Nel bosco dei Noccioli Cantanti, sotto una luna bianca come latte, camminava Lupo Lino. Era un lupo-garou gentile: aveva zampe grandi, orecchie attente e un cuore morbido. Non ululava per spaventare. Ululava piano, come una ninna nanna.
Quella sera Lino portava una cosa preziosa: un seme di stella. Era piccolo, caldo caldo, e brillava come una briciola di cielo. Lino lo teneva in una tasca cucita nel suo mantello blu.
“Ciao, semino,” sussurrò Lino.
Il seme fece “tin tin”, come una campanella minuscola.
Lino doveva portarlo alla Radura dei Sette Petali, dove lo aspettava una fontana chiara. Lì il seme avrebbe bevuto una goccia d'acqua e sarebbe diventato un fiore di luce, per far sorridere la notte.

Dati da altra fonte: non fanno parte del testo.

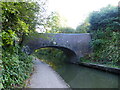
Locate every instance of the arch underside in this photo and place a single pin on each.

Mentre camminava, le foglie facevano “frus frus” e i grilli “cri cri”. Tutto era calmo.
A un tratto, da dietro un cespuglio, sbucò una creatura con corna a spirale e barba di muschio: un piccolo fauno. Aveva gli occhi vivaci e le mani piene di bacche.
“Ehi, Lino,” disse il fauno. “È vero che hai un seme di stella?”
Lino annuì. “Sì. Devo proteggerlo.”
Il fauno si grattò la testa. “Io vorrei solo guardarlo. Solo un attimo.”
Lino sorrise, ma restò fermo. “Guardare va bene. Toccare no. È una cosa di tutti, non solo mia. Deve arrivare alla fontana.”
Il fauno fece una smorfia buffa. “Uffa. Tu sei proprio… giusto.”
“Essere giusto è come tenere dritta una candela,” disse Lino. “Così la luce non cade.”
Proprio allora arrivò anche un drago piccolissimo, grande come una teiera. Aveva scaglie verde menta e un fiato profumato di vaniglia. Volava a zig-zag, un po' impacciato.
“Ho sentito parlare di una luce nuova!” trillò il drago. “Posso aiutare? Posso aiutare?”
“Puoi,” disse Lino. “Ma con calma.”
Il fauno, però, guardava il mantello blu. Gli venne un'idea veloce come una lepre. “Se lo prendo io, lo faccio fiorire prima!” disse, e allungò le dita.
Lino fece un passo di lato, senza arrabbiarsi. La sua voce restò dolce ma ferma. “No, amico. Non è corretto. Se tu lo prendi, gli altri non avranno luce.”
Il fauno si bloccò. Le bacche gli scivolarono in mano: “plop, plop”. Si sentì piccolo piccolo.
Il drago-teiera atterrò tra loro e disse: “Facciamo una cosa giusta: camminiamo insieme. Così nessuno è solo e il seme è al sicuro.”
Lino annuì. “Sì. La giustizia è anche condividere il cammino.”
Così andarono in tre. Il fauno davanti, a fare strada. Il drago sopra, come una lanterna che rideva. Lino al centro, con il seme vicino al cuore.
Arrivarono alla Radura dei Sette Petali. La fontana cantava “glu glu”, e l'acqua sembrava vetro azzurro. Lino tirò fuori il seme. Il seme tremò felice: “tin tin!”
“Posso… posso reggere la foglia?” chiese il fauno piano.
“Certo,” disse Lino. “Questo è un aiuto giusto.”
Il fauno tenne una foglia grande come una mano. Lino posò il seme sulla foglia, e il drago soffiò una nuvola tiepida di vaniglia.
Una goccia d'acqua scese: “plin”. Il seme si aprì come un sorriso. Nacque un fiore di luce, bianco e dorato, che illuminò il bosco senza abbagliare.
Il fauno rise. “Allora la luce è di tutti!”
“Di tutti,” ripeté Lino.
Sotto quella luce gentile, tornarono verso casa. Il bosco era morbido, la luna era amica, e Lino ululò piano piano una canzone. Il seme non era più un seme: era una piccola stella nel prato, e la notte sembrava dire: “Grazie.”